Machine-learning methods to assess the effects of a non-linear damage spectrum taking into account soil moisture on winter wheat yields in Germany

Abstract

Abstract. Agricultural production is highly dependent on the weather. The mechanisms of action are complex and interwoven, making it difficult to identify relevant management and adaptation options. The present study uses random forests to investigate such highly non-linear systems for predicting yield anomalies in winter wheat at district levels in Germany. In order to take into account sub-seasonality, monthly features are used that explicitly take soil moisture into account in addition to extreme meteorological events. Clustering is used to show spatially different damage potentials, such as a higher susceptibility to drought damage from May to July in eastern Germany compared to the rest of the country.
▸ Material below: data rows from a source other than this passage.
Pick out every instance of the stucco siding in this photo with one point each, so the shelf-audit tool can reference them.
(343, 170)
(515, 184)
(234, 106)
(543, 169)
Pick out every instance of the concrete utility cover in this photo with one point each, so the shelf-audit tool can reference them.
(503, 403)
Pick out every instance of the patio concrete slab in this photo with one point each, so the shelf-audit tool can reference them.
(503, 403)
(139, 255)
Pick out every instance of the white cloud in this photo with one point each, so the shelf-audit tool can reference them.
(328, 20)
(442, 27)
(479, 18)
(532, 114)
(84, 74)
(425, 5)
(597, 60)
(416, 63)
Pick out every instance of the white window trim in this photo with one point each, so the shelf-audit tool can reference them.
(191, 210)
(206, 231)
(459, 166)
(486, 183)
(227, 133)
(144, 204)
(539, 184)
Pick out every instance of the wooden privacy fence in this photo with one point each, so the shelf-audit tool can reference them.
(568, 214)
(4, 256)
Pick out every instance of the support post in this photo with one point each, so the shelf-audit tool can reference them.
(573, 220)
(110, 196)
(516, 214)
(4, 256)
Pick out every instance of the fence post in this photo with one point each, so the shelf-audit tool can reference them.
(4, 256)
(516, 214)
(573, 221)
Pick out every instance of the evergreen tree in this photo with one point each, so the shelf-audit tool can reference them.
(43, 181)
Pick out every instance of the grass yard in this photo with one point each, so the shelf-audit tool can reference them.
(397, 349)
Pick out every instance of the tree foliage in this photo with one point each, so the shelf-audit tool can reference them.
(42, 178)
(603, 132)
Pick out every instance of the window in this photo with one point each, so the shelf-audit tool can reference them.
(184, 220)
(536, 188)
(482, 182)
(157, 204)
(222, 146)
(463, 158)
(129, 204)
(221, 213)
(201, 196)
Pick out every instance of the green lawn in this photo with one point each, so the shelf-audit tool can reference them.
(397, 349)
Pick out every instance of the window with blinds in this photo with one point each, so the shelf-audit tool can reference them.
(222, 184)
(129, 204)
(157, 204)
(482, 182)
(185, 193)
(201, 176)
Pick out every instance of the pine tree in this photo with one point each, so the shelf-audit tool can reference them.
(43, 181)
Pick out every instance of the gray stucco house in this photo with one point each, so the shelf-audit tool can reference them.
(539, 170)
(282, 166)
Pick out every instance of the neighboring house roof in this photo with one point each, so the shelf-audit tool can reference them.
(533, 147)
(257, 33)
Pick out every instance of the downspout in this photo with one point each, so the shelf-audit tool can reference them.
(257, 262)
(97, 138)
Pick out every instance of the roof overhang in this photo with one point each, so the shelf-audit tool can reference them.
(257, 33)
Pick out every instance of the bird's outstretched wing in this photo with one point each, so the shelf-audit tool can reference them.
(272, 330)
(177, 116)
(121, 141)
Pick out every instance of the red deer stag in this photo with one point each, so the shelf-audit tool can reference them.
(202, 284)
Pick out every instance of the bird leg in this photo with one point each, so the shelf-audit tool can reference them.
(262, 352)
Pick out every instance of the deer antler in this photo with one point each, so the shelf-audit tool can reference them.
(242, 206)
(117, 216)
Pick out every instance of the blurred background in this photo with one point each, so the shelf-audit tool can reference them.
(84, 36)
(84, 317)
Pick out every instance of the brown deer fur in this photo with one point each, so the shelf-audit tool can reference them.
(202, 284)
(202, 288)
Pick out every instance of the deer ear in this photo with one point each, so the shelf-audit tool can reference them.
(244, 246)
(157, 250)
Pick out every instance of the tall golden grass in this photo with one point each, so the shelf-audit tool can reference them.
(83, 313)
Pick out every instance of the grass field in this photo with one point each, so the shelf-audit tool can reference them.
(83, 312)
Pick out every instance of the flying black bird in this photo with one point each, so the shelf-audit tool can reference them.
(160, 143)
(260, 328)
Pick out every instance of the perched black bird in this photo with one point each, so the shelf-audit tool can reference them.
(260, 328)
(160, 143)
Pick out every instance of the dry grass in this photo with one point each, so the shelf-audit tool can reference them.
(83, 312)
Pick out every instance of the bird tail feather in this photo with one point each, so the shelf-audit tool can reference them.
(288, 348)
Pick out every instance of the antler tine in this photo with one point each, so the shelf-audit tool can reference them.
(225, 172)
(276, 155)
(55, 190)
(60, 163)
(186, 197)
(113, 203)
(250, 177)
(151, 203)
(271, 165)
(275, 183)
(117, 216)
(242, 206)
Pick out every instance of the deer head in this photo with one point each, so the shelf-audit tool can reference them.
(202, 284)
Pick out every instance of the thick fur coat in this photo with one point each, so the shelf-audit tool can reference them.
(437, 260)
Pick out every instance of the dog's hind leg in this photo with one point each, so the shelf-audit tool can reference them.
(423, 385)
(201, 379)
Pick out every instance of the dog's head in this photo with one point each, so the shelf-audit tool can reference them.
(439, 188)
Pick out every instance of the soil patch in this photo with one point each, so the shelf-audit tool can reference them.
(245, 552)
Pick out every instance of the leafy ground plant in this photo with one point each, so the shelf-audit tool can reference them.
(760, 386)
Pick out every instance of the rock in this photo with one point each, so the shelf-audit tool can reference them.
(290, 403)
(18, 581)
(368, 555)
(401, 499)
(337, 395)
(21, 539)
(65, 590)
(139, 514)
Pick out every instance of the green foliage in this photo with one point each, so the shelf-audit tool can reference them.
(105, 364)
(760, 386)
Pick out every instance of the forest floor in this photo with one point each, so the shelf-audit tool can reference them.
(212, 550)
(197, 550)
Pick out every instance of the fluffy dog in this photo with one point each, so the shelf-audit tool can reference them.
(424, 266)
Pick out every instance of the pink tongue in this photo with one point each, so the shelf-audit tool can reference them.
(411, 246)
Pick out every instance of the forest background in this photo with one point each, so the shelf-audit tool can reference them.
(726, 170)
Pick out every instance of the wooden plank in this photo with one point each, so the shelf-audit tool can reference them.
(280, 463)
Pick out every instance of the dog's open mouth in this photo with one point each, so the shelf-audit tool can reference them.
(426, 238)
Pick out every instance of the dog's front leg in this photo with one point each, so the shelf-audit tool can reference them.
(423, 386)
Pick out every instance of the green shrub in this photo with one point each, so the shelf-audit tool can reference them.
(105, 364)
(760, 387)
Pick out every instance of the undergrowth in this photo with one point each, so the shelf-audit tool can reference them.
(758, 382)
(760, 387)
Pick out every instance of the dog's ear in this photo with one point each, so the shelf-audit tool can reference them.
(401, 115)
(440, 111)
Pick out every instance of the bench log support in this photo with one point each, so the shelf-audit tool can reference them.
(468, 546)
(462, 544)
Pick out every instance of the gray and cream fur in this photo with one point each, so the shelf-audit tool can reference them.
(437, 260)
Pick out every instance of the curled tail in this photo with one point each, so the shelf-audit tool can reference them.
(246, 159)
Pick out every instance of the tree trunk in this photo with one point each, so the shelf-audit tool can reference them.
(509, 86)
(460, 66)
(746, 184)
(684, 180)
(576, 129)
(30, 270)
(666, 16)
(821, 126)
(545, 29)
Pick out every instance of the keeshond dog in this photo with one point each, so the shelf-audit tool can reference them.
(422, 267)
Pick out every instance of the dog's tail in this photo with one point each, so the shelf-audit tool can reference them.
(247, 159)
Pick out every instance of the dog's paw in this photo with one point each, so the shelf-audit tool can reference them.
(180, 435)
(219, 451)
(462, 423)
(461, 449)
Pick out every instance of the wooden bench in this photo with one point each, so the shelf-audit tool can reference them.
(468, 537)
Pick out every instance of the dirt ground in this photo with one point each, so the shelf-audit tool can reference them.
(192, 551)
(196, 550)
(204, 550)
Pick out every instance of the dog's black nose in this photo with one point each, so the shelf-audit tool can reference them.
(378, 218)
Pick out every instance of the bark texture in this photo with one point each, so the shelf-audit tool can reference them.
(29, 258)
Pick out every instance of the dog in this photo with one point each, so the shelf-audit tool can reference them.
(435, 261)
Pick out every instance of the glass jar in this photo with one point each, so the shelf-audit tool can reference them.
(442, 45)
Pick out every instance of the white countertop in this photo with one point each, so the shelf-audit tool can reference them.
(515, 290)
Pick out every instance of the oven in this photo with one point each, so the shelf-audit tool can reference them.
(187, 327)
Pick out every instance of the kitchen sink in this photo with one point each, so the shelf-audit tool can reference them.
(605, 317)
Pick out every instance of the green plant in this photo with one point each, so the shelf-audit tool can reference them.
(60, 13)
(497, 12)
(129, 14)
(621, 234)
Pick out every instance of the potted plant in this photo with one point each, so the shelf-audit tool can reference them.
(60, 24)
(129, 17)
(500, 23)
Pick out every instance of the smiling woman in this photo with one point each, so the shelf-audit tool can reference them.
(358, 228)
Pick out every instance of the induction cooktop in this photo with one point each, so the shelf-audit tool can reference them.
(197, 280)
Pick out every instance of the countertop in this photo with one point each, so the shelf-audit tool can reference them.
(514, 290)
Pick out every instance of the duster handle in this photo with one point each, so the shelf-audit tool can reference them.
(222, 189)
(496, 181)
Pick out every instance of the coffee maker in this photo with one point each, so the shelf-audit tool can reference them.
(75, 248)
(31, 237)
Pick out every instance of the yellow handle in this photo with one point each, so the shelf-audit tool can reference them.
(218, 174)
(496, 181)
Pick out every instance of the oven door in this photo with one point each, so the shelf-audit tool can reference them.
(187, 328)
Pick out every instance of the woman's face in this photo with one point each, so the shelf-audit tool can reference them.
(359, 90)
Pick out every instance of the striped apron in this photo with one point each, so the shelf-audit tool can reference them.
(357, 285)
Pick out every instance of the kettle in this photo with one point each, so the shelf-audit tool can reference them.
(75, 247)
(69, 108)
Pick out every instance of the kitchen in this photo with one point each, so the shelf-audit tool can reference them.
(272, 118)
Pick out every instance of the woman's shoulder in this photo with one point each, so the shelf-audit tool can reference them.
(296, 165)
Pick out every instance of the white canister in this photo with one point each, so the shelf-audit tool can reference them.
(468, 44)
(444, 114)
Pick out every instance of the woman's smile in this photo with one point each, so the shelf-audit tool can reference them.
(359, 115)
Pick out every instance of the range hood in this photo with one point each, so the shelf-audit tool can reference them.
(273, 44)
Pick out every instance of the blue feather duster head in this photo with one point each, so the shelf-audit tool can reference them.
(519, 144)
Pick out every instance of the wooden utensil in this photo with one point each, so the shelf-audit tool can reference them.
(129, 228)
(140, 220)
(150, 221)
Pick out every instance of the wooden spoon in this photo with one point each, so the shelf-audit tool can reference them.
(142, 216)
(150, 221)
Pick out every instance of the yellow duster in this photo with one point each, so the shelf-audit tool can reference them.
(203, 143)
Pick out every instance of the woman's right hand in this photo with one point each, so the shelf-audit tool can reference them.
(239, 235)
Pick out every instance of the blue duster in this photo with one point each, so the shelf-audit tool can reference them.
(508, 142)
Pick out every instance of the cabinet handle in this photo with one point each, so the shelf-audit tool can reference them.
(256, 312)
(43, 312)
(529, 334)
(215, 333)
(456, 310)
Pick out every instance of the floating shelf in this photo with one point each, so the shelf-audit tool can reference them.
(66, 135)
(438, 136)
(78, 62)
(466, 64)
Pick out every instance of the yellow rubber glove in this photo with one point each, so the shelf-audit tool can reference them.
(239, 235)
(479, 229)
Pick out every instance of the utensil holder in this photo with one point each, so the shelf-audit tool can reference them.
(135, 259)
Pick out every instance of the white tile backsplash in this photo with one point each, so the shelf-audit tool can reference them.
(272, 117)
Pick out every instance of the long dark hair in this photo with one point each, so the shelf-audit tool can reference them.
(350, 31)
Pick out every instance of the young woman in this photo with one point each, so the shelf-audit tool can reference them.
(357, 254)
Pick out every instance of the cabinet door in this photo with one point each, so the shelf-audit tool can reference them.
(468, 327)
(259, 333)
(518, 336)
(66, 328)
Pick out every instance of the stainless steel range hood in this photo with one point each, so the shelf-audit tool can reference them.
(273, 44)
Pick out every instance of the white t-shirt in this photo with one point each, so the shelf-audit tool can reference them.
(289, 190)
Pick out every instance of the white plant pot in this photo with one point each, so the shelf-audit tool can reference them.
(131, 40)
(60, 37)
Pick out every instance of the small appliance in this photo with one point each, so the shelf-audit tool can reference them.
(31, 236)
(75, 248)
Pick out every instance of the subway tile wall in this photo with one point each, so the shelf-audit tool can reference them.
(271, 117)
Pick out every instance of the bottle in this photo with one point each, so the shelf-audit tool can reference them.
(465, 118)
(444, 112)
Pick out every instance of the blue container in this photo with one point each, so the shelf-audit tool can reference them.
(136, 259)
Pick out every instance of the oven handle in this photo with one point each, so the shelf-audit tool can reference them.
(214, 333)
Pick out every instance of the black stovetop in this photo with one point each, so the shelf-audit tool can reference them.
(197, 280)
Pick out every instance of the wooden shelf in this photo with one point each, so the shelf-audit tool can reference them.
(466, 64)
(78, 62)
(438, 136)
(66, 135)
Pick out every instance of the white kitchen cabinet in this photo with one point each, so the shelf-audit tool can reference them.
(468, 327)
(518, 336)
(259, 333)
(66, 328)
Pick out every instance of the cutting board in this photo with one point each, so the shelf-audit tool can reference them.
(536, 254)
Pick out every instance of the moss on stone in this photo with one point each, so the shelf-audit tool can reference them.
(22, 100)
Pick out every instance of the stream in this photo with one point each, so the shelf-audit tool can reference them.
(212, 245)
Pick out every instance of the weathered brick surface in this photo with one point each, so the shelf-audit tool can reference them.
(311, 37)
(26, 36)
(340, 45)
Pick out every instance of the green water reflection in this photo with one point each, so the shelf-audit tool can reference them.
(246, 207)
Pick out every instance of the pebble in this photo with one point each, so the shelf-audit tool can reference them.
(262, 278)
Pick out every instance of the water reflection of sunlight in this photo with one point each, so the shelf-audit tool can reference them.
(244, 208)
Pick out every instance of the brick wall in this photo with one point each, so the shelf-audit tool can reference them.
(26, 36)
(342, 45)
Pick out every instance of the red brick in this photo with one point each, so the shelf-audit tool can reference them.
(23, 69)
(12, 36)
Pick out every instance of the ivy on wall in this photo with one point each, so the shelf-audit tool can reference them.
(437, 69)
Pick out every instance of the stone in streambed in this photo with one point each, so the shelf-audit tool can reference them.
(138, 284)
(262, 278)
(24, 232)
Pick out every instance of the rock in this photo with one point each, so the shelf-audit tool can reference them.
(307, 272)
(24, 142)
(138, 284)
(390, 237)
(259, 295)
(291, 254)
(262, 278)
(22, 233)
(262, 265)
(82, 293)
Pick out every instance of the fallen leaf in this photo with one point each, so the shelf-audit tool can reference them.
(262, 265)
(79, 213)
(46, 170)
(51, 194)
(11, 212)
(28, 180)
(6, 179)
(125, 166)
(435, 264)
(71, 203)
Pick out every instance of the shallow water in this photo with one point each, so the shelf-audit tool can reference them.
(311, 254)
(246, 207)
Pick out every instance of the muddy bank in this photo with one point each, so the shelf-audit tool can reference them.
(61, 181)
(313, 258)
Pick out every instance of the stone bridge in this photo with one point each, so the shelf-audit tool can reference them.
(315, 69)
In addition, relevant heat effects are not detected if the clusters are not sufficiently defined. The variable with the highest importance is soil moisture in March, where higher soil moisture has a detrimental effect on crop yields. In general, soil moisture explains more yield variations than the meteorological variables. The approach has proven to be suitable for explaining historical extreme yield anomalies for years with exceptionally high losses (2003, 2018) and gains (2014) and the spatial distribution of these anomalies. The highest test R-squared (R2) is about 0.68. Furthermore, the sensitivity of yield variations to soil moisture and extreme meteorological conditions, as shown by the visualization of average marginal effects, contributes to the promotion of targeted decision support systems.